Colorado Takes on Dangers of Conversion Therapy
The field of personal injury law has for some time included psychological and emotional injury, such as Post Traumatic Stress Disorder and severe anxiety or depression. An increasing number of lawsuits, including consumer fraud suits, are being filed around the nation by LGBTQ adults who were exposed to conversion or “reparative” therapies as minors. Conversion therapy is defined as the practice of suppressing or eliminating homosexual desires with the goal of enabling an individual with these inclinations to live a heterosexual lifestyle.
Many of these adults report that the effort to change sexual orientation or same-sex attraction led them to severe depression and in some cases, suicidal thoughts. Colorado joined the battle with the introduction of a bill earlier in the year that would make conversion therapies illegal in the state. Although the bill passed in the House, it was postponed “indefinitely” by the Senate Committee on State, Veterans, & Military Affairs.

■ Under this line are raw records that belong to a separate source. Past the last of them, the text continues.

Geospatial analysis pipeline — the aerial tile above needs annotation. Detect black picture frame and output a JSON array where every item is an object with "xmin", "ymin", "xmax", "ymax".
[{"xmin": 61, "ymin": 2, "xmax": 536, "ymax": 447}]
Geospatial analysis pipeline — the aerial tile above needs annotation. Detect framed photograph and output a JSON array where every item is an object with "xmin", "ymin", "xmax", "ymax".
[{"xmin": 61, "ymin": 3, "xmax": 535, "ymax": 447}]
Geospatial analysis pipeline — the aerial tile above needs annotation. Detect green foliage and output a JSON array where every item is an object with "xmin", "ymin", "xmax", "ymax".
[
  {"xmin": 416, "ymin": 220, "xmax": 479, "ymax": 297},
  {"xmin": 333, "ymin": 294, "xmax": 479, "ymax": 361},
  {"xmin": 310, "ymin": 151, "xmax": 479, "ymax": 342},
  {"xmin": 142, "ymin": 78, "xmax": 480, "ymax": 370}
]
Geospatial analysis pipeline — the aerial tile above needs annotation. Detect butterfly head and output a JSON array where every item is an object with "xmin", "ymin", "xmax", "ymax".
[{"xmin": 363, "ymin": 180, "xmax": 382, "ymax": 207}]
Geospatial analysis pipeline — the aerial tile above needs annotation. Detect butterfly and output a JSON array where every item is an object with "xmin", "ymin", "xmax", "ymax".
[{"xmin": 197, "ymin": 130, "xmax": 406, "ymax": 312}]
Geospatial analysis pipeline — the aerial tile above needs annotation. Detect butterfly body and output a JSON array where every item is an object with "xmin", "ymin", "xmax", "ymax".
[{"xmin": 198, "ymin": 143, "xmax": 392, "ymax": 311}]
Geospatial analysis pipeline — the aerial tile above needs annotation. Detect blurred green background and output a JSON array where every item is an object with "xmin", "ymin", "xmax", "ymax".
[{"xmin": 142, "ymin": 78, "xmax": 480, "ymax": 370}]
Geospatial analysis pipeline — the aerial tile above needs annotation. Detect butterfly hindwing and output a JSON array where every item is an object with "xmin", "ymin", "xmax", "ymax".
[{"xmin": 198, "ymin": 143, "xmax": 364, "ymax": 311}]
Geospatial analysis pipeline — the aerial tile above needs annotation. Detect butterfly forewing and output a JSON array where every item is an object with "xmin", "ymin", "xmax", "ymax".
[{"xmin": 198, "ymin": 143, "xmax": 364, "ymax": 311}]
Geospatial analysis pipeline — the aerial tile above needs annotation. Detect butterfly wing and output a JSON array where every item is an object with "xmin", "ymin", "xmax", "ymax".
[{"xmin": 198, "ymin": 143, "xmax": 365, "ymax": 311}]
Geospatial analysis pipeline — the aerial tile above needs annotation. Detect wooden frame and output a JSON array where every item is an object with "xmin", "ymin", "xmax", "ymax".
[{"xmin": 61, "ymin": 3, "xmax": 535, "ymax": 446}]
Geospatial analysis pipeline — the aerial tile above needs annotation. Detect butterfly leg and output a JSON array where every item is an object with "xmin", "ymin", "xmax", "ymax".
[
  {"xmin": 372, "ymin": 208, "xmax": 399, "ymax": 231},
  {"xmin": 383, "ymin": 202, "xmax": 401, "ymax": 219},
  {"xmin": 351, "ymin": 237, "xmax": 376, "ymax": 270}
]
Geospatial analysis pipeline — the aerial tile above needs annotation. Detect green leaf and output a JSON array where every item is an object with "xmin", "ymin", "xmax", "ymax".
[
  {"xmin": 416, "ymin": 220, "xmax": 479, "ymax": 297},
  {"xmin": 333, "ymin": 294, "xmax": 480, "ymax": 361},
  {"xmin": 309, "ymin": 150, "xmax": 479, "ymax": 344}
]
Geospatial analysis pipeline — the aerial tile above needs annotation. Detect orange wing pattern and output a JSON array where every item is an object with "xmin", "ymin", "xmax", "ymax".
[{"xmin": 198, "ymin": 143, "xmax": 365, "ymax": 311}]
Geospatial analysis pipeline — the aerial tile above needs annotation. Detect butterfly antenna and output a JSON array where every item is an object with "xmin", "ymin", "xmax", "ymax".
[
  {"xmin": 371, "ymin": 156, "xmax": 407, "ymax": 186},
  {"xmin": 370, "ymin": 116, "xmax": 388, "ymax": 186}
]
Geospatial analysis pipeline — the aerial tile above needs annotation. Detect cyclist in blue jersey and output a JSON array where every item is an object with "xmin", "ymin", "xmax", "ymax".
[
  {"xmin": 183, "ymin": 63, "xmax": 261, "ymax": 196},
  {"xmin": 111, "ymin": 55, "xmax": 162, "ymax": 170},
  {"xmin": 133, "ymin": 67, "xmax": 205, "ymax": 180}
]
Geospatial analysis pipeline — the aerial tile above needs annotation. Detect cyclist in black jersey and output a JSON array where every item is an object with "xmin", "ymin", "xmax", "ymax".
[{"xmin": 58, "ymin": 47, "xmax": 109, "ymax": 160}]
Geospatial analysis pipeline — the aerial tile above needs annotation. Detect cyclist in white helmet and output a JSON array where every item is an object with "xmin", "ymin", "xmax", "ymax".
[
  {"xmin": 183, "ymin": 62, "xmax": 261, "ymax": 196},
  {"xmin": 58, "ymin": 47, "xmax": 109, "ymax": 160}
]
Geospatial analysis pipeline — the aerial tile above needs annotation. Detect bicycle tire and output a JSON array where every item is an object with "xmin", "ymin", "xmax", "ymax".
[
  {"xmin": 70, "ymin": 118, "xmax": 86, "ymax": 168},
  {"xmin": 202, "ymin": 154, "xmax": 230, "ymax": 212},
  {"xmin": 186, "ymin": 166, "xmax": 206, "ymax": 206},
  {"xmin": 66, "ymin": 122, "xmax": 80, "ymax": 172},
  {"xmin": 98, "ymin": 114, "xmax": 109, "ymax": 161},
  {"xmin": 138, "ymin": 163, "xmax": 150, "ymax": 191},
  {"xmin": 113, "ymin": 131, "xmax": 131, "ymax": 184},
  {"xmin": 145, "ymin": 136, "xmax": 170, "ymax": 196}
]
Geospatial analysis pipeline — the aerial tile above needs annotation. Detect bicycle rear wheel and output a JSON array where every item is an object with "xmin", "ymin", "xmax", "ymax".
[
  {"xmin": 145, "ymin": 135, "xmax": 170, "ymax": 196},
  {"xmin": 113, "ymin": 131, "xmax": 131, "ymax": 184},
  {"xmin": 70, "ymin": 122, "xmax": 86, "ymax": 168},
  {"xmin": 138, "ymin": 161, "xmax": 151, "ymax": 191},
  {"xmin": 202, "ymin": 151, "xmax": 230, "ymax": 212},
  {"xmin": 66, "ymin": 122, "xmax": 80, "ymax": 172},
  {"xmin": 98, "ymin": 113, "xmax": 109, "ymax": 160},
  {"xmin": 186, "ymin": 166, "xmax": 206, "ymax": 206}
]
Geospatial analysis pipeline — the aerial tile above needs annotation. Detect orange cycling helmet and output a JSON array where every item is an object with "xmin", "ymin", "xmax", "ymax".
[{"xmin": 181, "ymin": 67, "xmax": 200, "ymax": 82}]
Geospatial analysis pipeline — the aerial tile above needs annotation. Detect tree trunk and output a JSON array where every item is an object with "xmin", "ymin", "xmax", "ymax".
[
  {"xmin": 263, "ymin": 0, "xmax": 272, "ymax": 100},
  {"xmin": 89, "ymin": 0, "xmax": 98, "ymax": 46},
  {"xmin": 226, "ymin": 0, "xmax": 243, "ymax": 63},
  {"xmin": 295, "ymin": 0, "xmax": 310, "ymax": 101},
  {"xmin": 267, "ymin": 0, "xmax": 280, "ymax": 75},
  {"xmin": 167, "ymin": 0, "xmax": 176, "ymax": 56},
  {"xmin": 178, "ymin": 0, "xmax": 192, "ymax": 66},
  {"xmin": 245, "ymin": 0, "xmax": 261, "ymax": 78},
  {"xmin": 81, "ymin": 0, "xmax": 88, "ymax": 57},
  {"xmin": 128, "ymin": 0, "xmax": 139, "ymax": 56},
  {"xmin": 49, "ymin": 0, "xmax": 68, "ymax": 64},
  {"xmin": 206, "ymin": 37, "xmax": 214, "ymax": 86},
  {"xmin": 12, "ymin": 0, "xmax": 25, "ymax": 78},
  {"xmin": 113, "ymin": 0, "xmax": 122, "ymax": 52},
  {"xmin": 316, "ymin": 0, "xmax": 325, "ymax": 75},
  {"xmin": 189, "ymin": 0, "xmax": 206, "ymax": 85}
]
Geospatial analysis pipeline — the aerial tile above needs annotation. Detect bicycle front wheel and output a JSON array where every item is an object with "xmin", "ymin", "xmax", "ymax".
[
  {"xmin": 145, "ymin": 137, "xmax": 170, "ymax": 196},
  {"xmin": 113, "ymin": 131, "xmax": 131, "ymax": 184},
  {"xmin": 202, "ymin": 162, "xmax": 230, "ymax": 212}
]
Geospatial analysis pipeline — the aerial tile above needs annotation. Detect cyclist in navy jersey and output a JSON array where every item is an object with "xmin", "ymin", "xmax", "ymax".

The proposed bill would ban for minors the practice of conversion therapy, which purports to rid the individual of “unwanted homosexuality” by professionals, including physicians, psychologists, psychiatrists, and licensed social workers. The theories in support of conversion therapy have long since been clinically disproven, and the practice has been banned in New Jersey, Vermont, California, Illinois, Oregon, and the District of Columbia so far. California was the first state to ban conversion therapy. In New Jersey, a highly publicized trial followed lawsuits by four adult men who had been subjected to conversion therapy as children, all of whom testified in court that the treatments had caused them severe clinical depression that lasted many years.